今の彼には良い意味でのブレーキが働いている。リバティーと出会った夜の彼は、心身行動すべてにおいて最低な状態だった。そしてそれに流された弱い自分がいた。
「へぇ~……」
と、その時、第三者の声が聞こえる。
それは、間違いなくこの部屋唯一の扉の方角からだった。
脈絡のない介入社の声に、じゃれ合う二人の手が、触れ合ったまま止まり、両者の顔が、自ずとそちらに向くと、大きく扉を押し開けて、二人の状態を見ている、ミールがいる。
すっかり感心した顔をして、目を見張っている。
確かに、一夜の後の体勢を見られているため、男女の関係の一面を隠せない二人だが、あえて感心されてしまうと、リバティーは顔を真っ赤にする。
ミールの目に詮索の色はないが、感心はしている。
「さ……、勉強勉強……」
リバティーは、なぜミールが覗いているのかとか、どんな用事なのか?などの詮索には頭が回らず、普段全くしないことを、始めつつ、そこに寝ているイーサーに対して急に無関心を装う振りをしている。
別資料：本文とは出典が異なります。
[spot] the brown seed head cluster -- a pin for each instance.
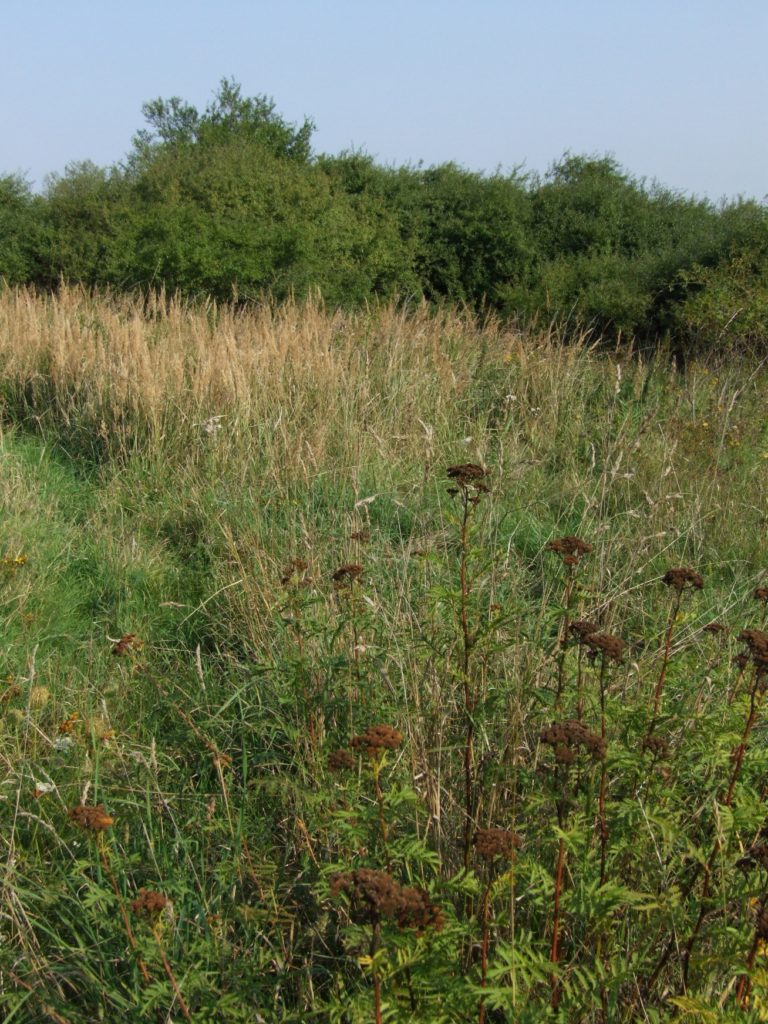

そもそも、リバティーが言っているように、彼がこの部屋で寝ていること自体が、好奇の目を誘うことなのである。
なおかつ、イーサーの上半身は裸である。そして、毛布の中の下半身も同じだ。
「ってミール。俺のバッグ……」
イーサーも、顔を赤くしていたが、扉に押されて更に無惨な状態になっているバッグに目が行くと、そう言わずにはいられなかった。
「あ……ゴメン。そうそう、姉御がご飯だから、降りて来いってさ。持ってきてあげよっか?」
小さな体を命一杯動かして、クネクネとして色っぽい視線でイーサーを見るミール。妙な気を回して愛想を振りまいている。
へへへへ……。と、笑いながら再び、扉を閉めるミールだった。
ただ、食事を終えたその夜のサヴァラスティア家は、二人のじゃれ合いに反比例して静かなものだった。